Mixed Signals is Erin Straza’s weekly musing about marketing miscellany in advertising, branding, and messaging.
It was sort of sad, really—the bungled attempts the International Olympic Committee (IOC) made to ensure their select sponsors received the bulk of the spotlight during the London games. The athletes were forced into a two-week blackout period, restricting them from any mention of unofficial sponsors. And unofficial sponsors were in no way allowed to benefit from Olympic-themed messaging.
For the most part, I think the IOC’s plan worked. But some creative athletes and companies found a way around the system.
Nike was one that opted against paying the big bucks for exclusive sponsorship. It found another way to celebrate London though. It launched a new campaign titled “Find Your Greatness” that featured everyday athletes from other London towns located around the world.
http://www.youtube.com/watch?feature=player_embedded&v=_hEzW1WRFTg&w=600&rel=0
Clever concept, and even more clever in terms of breaking through the IOC’s advertising blackout.
Nike explains the campaign rationale:
It is not just the championship athlete or record breaker that aspires to push their limits. It is also the everyday athlete who strives to excel on their own terms, to set and realize personal goals and achieve their own defining moment of greatness.

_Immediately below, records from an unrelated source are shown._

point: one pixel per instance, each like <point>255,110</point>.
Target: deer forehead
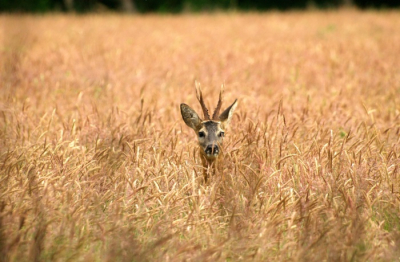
<point>211,126</point>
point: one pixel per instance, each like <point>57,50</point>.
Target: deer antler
<point>218,108</point>
<point>199,96</point>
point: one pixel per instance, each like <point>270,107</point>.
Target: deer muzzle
<point>212,150</point>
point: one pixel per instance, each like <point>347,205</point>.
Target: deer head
<point>210,131</point>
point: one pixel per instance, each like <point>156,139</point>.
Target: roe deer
<point>210,131</point>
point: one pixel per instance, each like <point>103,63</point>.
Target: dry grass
<point>97,164</point>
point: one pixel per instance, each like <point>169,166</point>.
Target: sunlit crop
<point>96,163</point>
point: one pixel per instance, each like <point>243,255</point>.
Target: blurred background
<point>176,6</point>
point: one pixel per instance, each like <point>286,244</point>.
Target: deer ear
<point>226,116</point>
<point>190,117</point>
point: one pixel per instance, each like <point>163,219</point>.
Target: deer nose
<point>212,150</point>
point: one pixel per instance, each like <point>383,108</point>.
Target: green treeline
<point>144,6</point>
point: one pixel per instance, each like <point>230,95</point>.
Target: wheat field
<point>98,165</point>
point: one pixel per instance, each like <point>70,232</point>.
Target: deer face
<point>210,132</point>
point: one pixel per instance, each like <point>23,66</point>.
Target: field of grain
<point>97,164</point>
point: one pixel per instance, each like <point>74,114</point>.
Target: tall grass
<point>97,164</point>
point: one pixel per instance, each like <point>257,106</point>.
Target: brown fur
<point>210,134</point>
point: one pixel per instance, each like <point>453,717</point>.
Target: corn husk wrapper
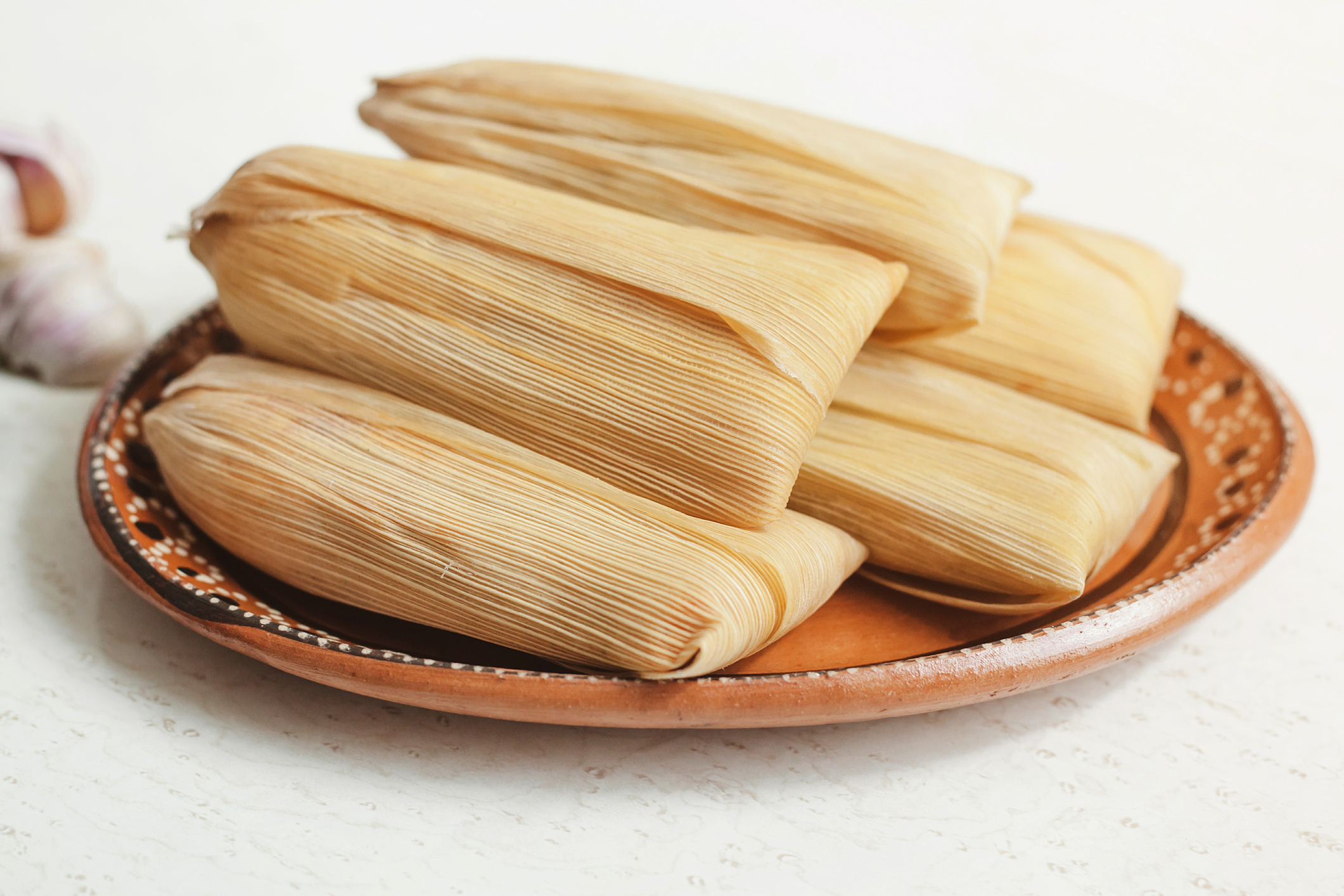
<point>1074,316</point>
<point>683,364</point>
<point>971,494</point>
<point>703,159</point>
<point>366,499</point>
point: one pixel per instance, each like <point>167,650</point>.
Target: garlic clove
<point>51,175</point>
<point>60,317</point>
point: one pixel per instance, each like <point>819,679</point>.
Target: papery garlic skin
<point>51,174</point>
<point>14,223</point>
<point>61,320</point>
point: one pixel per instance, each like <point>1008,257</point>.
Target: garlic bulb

That’s the insight behind Nike’s ‘Find Your Greatness’ campaign, a powerful message to inspire anyone who wants to achieve their own moment of greatness in sport, launched just as the world focuses on the best of the best.
I appreciate the campaign’s premise. Only a select few will ever be talented enough to earn a spot on a U.S. Olympic team, but that doesn’t mean greatness is lost for the rest of us common folk. I include myself in this grouping, because my running exploits are pitiful compared to the likes of elite runners. However, the goals I set are difficult for me and take plenty of mental and physical effort to achieve. My level of greatness is not on the same scale as these athletes, but the pursuit is for the same goal: to work toward something greater.
In one parable Jesus told, three servants were given differing monetary amounts to manage and invest. Each one was to do what he could with what he was given. Nike’s “Find Your Greatness” campaign is a play off of that truth: We are to be faithful with what we have and do the best we can with what we’ve been given. Like those three servants, our efforts will be measured separately. And that gives us a wide-open space in which to live and move and dream and try—without worrying about what everyone else is doing.
It also sounds like a message the IOC could benefit from for the next games.